Its availability opens up a whole range of naming options. M-YJET and M-ONEY are among at least 18 already spoken for, but M-YBBJ (for the discerning Boeing Business Jet owner) may still be up for grabs, along with more than 45,000 other combinations.
The registry is based on the Isle of Man, previously known mainly for a breed of tailless cat and the annual Touring Trophy series of white-knuckle motorcycle road races. But the island–located in the Irish Sea halfway between the UK mainland and Ireland–boasts a 1,000-year-old parliament, and, as a self-governing dependency of the British Crown, enjoys a large measure of domestic legislative autonomy.
Brian Johnson, the island’s first director of civil aviation, told EBACE Convention News the idea behind the registry was to complement an existing range of financial and corporate services (based on its offshore tax status). “The island already does large amounts of aircraft finance, insurance and leasing. Hopefully the ability to register aircraft as well will attract business for the corporate service providers on the island; that’s the driving force,” he said.
The Isle of Man has an established shipping register, and a super-yacht register started three years ago has been extremely successful, with 48 craft registered already. “That’s what we hope to replicate with the aircraft register,” Johnson said.
“A high-quality supportive service, which you don’t always get from regulators,” is what aircraft owners can expect, according to Johnson. “It doesn’t mean there’s going to be any reduction in standards, just that we will be more focused commercially on looking after clients.

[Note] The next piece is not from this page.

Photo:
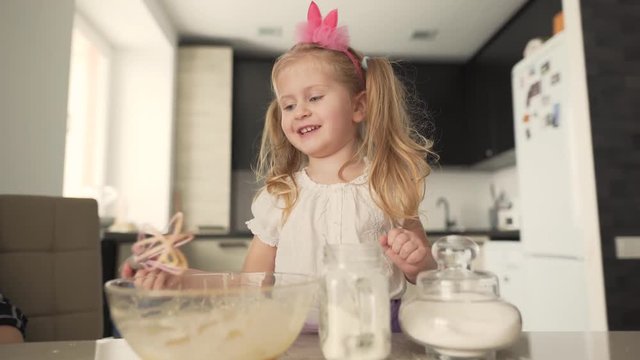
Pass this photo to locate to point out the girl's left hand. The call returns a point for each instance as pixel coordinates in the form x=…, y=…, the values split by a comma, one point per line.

If you have an aircraft that needs to be surveyed urgently, for example, we’ll bend over backward to make sure you get what you want.”

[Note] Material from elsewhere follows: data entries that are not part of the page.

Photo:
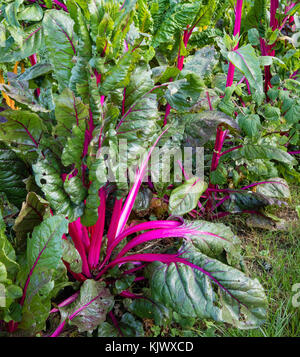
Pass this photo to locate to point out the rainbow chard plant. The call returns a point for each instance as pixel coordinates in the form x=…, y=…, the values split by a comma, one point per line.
x=149, y=74
x=80, y=253
x=107, y=262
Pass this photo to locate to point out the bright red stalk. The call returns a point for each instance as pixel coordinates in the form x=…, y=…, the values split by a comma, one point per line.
x=236, y=31
x=97, y=235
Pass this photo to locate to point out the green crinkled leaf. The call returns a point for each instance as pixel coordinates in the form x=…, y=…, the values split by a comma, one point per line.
x=264, y=151
x=33, y=39
x=59, y=40
x=38, y=70
x=70, y=255
x=222, y=293
x=176, y=19
x=219, y=176
x=97, y=302
x=129, y=326
x=45, y=247
x=184, y=93
x=69, y=112
x=250, y=124
x=185, y=197
x=242, y=200
x=32, y=214
x=48, y=176
x=225, y=247
x=119, y=75
x=22, y=94
x=7, y=255
x=276, y=187
x=248, y=63
x=35, y=314
x=203, y=125
x=12, y=173
x=72, y=152
x=22, y=131
x=31, y=13
x=146, y=308
x=75, y=189
x=80, y=74
x=201, y=63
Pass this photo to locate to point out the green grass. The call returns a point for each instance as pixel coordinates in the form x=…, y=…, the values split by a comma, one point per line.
x=273, y=258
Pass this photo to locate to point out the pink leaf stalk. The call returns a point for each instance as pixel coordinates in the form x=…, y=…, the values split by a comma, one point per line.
x=134, y=190
x=97, y=232
x=236, y=31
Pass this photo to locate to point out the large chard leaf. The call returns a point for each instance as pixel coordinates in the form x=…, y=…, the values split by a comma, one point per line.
x=21, y=93
x=176, y=19
x=7, y=253
x=23, y=131
x=32, y=214
x=184, y=93
x=59, y=40
x=91, y=307
x=129, y=326
x=275, y=187
x=201, y=126
x=248, y=63
x=215, y=240
x=138, y=124
x=201, y=63
x=185, y=197
x=44, y=249
x=264, y=151
x=79, y=76
x=48, y=176
x=248, y=200
x=70, y=111
x=44, y=266
x=191, y=292
x=71, y=256
x=12, y=173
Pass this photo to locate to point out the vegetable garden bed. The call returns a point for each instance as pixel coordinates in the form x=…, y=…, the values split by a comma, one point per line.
x=134, y=135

There could be financial advantages, too. Aircraft weighing more than eight metric tons are zero-rated for value-added tax in the UK, and the island levies no corporate or capital gains tax. So having an Isle of Man-registered aircraft operated by a local company, as owners of the super-yachts registered there typically do, could save the owner money as well as meeting the register’s goal of attracting business to the island.

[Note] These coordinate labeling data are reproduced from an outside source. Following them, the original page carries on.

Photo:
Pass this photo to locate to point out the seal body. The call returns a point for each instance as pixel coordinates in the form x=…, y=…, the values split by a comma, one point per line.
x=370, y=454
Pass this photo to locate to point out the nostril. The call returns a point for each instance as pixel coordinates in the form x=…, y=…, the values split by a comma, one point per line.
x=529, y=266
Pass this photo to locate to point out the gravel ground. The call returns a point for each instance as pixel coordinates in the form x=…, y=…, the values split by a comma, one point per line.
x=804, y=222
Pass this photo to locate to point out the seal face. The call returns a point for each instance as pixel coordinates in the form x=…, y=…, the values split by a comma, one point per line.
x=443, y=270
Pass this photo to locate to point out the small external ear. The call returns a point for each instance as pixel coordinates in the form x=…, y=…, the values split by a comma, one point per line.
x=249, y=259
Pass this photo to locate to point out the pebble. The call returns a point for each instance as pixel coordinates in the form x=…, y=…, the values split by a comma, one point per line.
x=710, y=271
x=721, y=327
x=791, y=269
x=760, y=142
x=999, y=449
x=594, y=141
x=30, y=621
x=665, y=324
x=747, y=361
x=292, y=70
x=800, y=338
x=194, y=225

The registry’s own charges have been kept low, Johnson explained. “We want to be competitive with the Caribbean registers and, obviously, the UK register. And, because we are a small unit with low overhead, we didn’t have high costs to cover. So I’ve made the charges as competitive as possible.” There is a fixed rate for registering a mortgage on the Isle of Man, for example. By contrast, other registers increase the mortgage registration fee in line with the value of the aircraft.
As for the prefixes, Johnson had not been aware that M aircraft registration prefixes, awarded to the UK in the 1930s and unused since, might be available. Until
a UK government official offered it out of the blue at a meeting in London, he had expected to use something along the lines of the VP-B and VP-C prefixes used by the Bermuda and Cayman Islands registries.
Before taking his present job, Johnson was head of flight operations for the UK Civil Aviation Authority, “responsible for everything from British Airways down.” Earlier in his career he was a corporate pilot flying Cessna Citations, British Aerospace Hawker 125s and Beech King Airs. “This is a world I know very well from a pilot’s point of view,” he commented.
Even so, he has been surprised by the enthusiastic reaction to the new register. “The interest in the register is well ahead of our internal procedures, so whenever someone requests a registration, I make a note so they will be able to apply formally when the paperwork is released. The high interest clearly proves there was a need for an efficient, supportive register to meet the needs of business jet owners in Europe,” he concluded.